While some might crave the simplicity of the pizza delivery model established decades ago, those days are gone.

“The foodservice segment is beginning to see the impact of omnichannel distribution in the same way that electronics and fashion have,” explains Bernard Goor, vice president for consumer goods, retail, and food service at One Network Enterprises, a Texas-based cloud supply chain services provider. “Food orders can come to the kitchen from the waitstaff or by phone, web, or an app. In some cases, those orders can be fulfilled from more than one location, too.”

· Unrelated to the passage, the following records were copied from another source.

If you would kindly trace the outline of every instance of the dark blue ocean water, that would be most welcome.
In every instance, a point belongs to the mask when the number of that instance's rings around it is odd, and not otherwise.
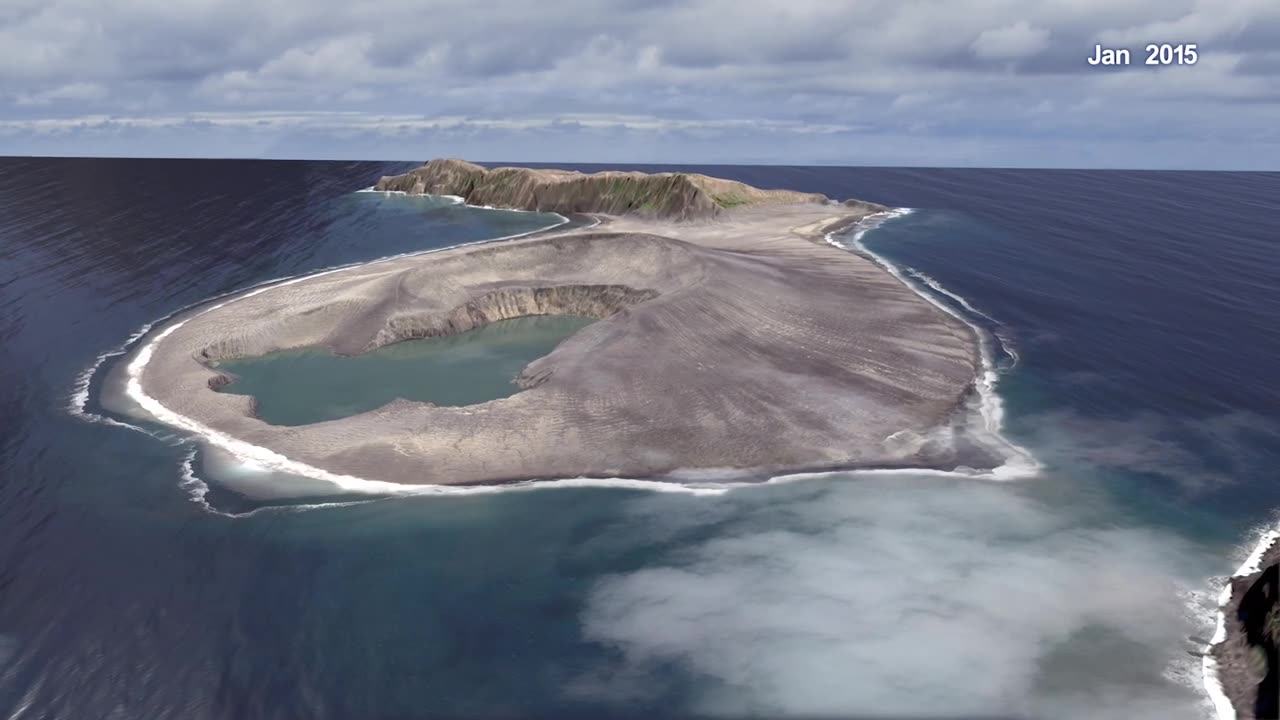
[[[864,241],[1004,342],[1030,479],[252,512],[69,409],[188,305],[548,222],[354,192],[405,167],[0,159],[0,717],[1205,715],[1280,508],[1280,175],[697,168],[916,208]]]

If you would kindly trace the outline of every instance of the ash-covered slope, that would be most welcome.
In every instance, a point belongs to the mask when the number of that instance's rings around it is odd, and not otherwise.
[[[957,424],[981,364],[972,329],[823,242],[865,216],[781,203],[715,222],[615,217],[320,273],[183,316],[145,345],[137,388],[162,422],[340,483],[990,467],[997,458]],[[214,391],[221,360],[358,354],[543,314],[600,319],[501,400],[397,400],[285,427],[257,418],[252,398]]]
[[[777,203],[827,202],[825,195],[762,190],[696,173],[607,171],[580,173],[502,167],[437,159],[403,175],[384,177],[376,190],[411,195],[456,195],[471,205],[558,213],[711,218],[722,210]]]

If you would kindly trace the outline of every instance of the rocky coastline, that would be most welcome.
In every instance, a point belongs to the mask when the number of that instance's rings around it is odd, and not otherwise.
[[[541,212],[636,215],[699,220],[726,210],[783,203],[822,203],[825,195],[762,190],[697,173],[641,173],[499,167],[437,159],[402,175],[383,177],[375,190],[410,195],[452,195],[469,205]],[[874,203],[857,209],[885,210]]]
[[[1218,682],[1237,720],[1273,720],[1280,717],[1280,539],[1230,588],[1221,608],[1226,637],[1210,651]]]

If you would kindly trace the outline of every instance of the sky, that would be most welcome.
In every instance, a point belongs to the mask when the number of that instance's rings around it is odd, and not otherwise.
[[[1280,170],[1278,78],[1276,0],[0,2],[5,155]]]

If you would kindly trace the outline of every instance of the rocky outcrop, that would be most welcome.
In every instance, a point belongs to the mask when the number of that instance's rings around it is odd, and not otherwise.
[[[458,335],[499,320],[534,315],[573,315],[599,320],[657,296],[656,290],[637,290],[625,285],[506,287],[487,292],[448,313],[398,316],[378,332],[364,351],[401,340]]]
[[[1231,578],[1226,638],[1214,646],[1218,681],[1239,720],[1280,718],[1280,541],[1258,572]]]
[[[881,205],[879,203],[867,202],[866,200],[857,200],[857,199],[845,200],[843,204],[845,207],[853,208],[854,210],[864,212],[868,215],[872,213],[885,212],[886,210],[889,209],[887,206]]]
[[[557,213],[601,213],[696,220],[758,205],[827,202],[825,195],[762,190],[697,173],[598,172],[500,167],[438,159],[403,175],[384,177],[376,190],[455,195],[470,205]]]

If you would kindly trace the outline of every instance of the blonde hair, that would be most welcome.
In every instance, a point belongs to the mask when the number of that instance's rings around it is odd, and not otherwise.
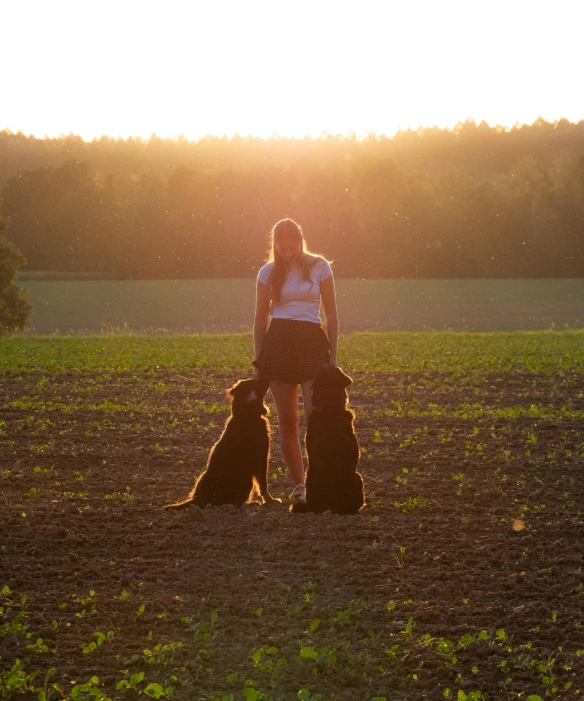
[[[319,261],[326,261],[324,256],[313,253],[308,249],[300,224],[297,224],[293,219],[280,219],[279,222],[276,222],[270,231],[270,249],[268,252],[268,262],[274,263],[268,283],[272,293],[272,301],[276,304],[280,301],[282,285],[284,284],[286,275],[288,274],[289,264],[278,253],[278,249],[276,247],[276,237],[280,239],[284,236],[291,239],[295,238],[301,242],[302,252],[300,253],[300,257],[298,259],[300,274],[302,275],[302,279],[306,282],[310,282],[311,285],[312,278],[310,273],[312,268]]]

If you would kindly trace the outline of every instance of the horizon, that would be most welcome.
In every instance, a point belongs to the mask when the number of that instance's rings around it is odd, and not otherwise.
[[[198,141],[391,137],[472,119],[584,119],[581,12],[569,0],[162,8],[35,0],[3,10],[0,128]],[[20,29],[24,27],[26,29]],[[14,57],[18,56],[18,61]]]
[[[351,140],[351,141],[365,141],[370,138],[376,138],[376,139],[381,139],[381,138],[386,138],[386,139],[393,139],[399,134],[411,132],[411,133],[423,133],[426,131],[434,131],[438,129],[439,131],[446,131],[450,133],[456,133],[459,128],[464,128],[466,125],[471,125],[474,124],[476,127],[481,126],[482,124],[487,124],[489,129],[494,129],[494,130],[500,130],[502,132],[511,132],[515,129],[521,129],[524,127],[533,127],[537,122],[543,122],[544,124],[550,125],[554,129],[557,128],[557,126],[561,122],[567,122],[568,124],[572,126],[577,126],[578,124],[581,124],[584,122],[584,117],[578,119],[578,120],[570,120],[567,117],[559,117],[554,120],[548,120],[543,116],[538,116],[536,119],[534,119],[532,122],[515,122],[514,124],[489,124],[486,120],[481,120],[480,122],[473,119],[472,117],[468,117],[465,120],[459,120],[453,125],[449,126],[440,126],[438,124],[427,124],[427,125],[419,125],[417,127],[399,127],[395,132],[392,134],[385,134],[385,133],[375,133],[375,132],[364,132],[357,134],[355,131],[350,130],[345,133],[340,133],[340,132],[329,132],[327,130],[323,130],[318,134],[305,134],[303,136],[295,136],[295,135],[287,135],[287,134],[279,134],[279,133],[272,133],[270,136],[259,136],[256,134],[241,134],[238,132],[233,132],[231,134],[203,134],[200,137],[195,137],[195,138],[188,138],[184,134],[175,134],[172,136],[165,136],[161,135],[158,133],[151,133],[146,136],[143,136],[141,134],[129,134],[127,136],[121,136],[121,135],[114,135],[114,134],[99,134],[96,136],[92,136],[89,138],[84,137],[82,134],[74,133],[74,132],[69,132],[69,133],[64,133],[61,132],[60,134],[56,135],[49,135],[49,134],[35,134],[35,133],[27,133],[24,132],[23,130],[13,130],[10,129],[9,127],[2,127],[0,126],[0,134],[1,133],[8,133],[11,136],[19,136],[22,135],[25,138],[34,138],[39,141],[42,140],[57,140],[57,139],[67,139],[67,138],[79,138],[81,139],[84,143],[92,143],[94,141],[99,141],[100,139],[112,139],[115,141],[129,141],[129,140],[134,140],[134,141],[144,141],[147,142],[150,139],[161,139],[163,141],[175,141],[175,142],[182,142],[186,141],[189,144],[195,144],[200,141],[203,141],[205,139],[227,139],[228,141],[232,141],[235,139],[255,139],[255,140],[260,140],[260,141],[304,141],[304,140],[312,140],[312,141],[318,141],[321,139],[326,139],[326,138],[337,138],[341,140]]]

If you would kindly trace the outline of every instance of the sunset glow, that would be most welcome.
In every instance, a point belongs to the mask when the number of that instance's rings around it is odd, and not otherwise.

Restaurant Meals from Non-restaurants

One emerging restaurant delivery trend involves using offsite kitchens or commissaries dedicated to preparing phone or web meal orders. They’re similar to pizza restaurants that only deliver.

London-based delivery company Deliveroo is going where the diners are with Deliveroo Editions, a new concept that places meal-prep and delivery-only kitchens in locations that bring the food closer to consumer demand. The company’s plans for 2017 included expanding the four London test kitchens to more than 30 by the end of the year.

Each kitchen has space for five to 10 different restaurants. Restaurant partners provide the kitchen staff; Deliveroo supplies the delivery team.

Future Editions kitchen locations could be based on consumer demand and restaurant availability. When analytics show significant demand in a neighborhood with just a few restaurants, that location becomes a target for a kitchen-only facility with cuisines not already available there.

In the United States, Indianapolis-based ClusterTruck offers multiple cuisines from kitchen locations established in Indianapolis; Bloomington, Indiana; and Columbus, Ohio, specifically for delivery. The Indianapolis location serves up options from 14 restaurants offering everything from salads and burgers to Asian and Mexican fare. With a click or a tap, customers can sort the menu according to gluten-free, vegetarian, or vegan options.

“The company has more control over meal preparation and delivery time because it isn’t also filling orders for in-house diners,” says Bernard Goor, vice president for consumer goods, retail, and food service at One Network Enterprises, a Texas-based cloud supply chain services provider.

 

Is That a Robot?

Let Amazon have its drones. Some restaurants are using robots to deliver food to customers.

Robots that look more like motorized picnic coolers than R2D2 are hitting the streets in several cities in the United States and Europe. Manufactured by UK-based Starship Technologies, the company has tested them in 17 countries and secured approval in the United States for use in Virginia plus cities that include Columbus, Ohio; Washington, D.C.; Redwood City, California; and Coeur D’Alene, Idaho.

Key features of the 6D32 delivery robot include:

  • The six-wheeled devices move at pedestrian speed along sidewalks within a two-mile delivery radius. They can maneuver around people and objects.
  • Humans can monitor robot journeys.
  • Each robot is about knee-high, weighs no more than 50 pounds, has better-than-smartphone GPS tracking, and nine cameras.
  • The system sends the customer a text message when the robot arrives; it includes a code that will unlock the storage bin.

In early 2017, the company announced it was partnering with Domino’s Pizza Enterprises to launch robot pizza deliveries within a one-mile radius around Domino’s stores in selected German and Dutch cities.

“With our growth plans over the next five to 10 years, we simply won’t have enough delivery drivers if we do not look to add to our fleet through initiatives such as this,” says Don Meij, Domino’s group CEO and managing director in a press release.